The outlook for gold is still good for buyers. The Federal Reserve is planning on keeping interest rates low until 2023 and low rates are supportive of gold.

However, timing is the issue here.

A possible gold long into year-end on strong seasonal demand from around December 26/27 would tie in with a pick up in seasonal demand from China. One signal to look out for is the end to outflows from gold ETFs. Remember, during the crisis, the slack from a drop in jewellery demand was picked up by ETF flows. Here is what they are saying:

1. According to a Bloomberg terminal piece from last week, gold ETFs has just recently seen their longest run of declines since Trump’s victory in 2016. Since October there has been $7.9 billion worth of outflows, so there is no sign of outflows slowing. As you can see from the chart above, they are increasing.
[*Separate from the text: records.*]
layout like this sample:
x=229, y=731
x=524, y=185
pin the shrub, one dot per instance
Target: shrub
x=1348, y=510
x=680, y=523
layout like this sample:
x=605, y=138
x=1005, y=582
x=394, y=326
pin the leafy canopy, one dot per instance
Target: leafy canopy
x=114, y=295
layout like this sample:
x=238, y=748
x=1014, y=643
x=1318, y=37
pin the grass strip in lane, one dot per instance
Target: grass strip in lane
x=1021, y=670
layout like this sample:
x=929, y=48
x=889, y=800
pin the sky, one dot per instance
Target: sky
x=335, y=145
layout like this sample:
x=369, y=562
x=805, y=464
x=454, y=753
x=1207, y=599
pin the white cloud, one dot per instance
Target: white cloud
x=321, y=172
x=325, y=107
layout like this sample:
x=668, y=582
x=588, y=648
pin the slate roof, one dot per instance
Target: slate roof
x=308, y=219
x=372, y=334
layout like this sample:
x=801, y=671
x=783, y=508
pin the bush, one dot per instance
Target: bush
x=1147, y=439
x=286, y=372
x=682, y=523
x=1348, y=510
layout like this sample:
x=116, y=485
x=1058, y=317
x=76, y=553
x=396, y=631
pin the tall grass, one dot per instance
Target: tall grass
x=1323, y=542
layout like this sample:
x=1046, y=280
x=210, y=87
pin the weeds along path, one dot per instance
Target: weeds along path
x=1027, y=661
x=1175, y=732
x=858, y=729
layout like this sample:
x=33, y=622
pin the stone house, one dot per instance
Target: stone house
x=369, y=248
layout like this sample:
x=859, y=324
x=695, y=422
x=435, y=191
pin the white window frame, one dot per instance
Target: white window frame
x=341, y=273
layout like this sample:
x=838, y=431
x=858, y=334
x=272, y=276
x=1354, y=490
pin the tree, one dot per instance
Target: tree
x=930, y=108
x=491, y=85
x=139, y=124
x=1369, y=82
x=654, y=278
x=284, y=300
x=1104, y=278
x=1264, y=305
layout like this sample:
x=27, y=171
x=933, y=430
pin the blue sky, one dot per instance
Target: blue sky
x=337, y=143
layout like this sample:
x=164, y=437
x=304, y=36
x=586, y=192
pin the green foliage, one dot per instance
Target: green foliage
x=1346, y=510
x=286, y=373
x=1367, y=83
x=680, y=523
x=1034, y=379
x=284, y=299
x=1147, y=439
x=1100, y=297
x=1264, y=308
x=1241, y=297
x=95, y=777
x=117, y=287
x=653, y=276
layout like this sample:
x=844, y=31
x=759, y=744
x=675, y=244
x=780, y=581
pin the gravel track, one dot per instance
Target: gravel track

2. Remember that ETFs have a large impact on prices. One week’s flow in ETFs gives a very good indication of what happens next in terms of gold spot prices. As buyers of physical metal, they have a greater impact on market tightness than the futures market according to Bloomberg. So, ETF flows matter for a spot price. They are not the only influence, but a key one.

3. With point 2 in mind, since the invention of gold ETFs in 2003 holdings they have moved in the same direction as price in every year bar one.

4. ETF flows tend to trend (see chart above) so, this means selling could last for months.

In summary, it is right to look at the ETF flows for a hint at where gold is heading. The ETF sector has a lot to sell, the movement in ETFs show a propensity to trend, and they often have the largest impact on prices.

A slowing in gold-ETF selling heading into the end of December is the message I need to re-engage gold longs. Until then, the best plan seems to be to listen to the gold ETF message and stay neutral.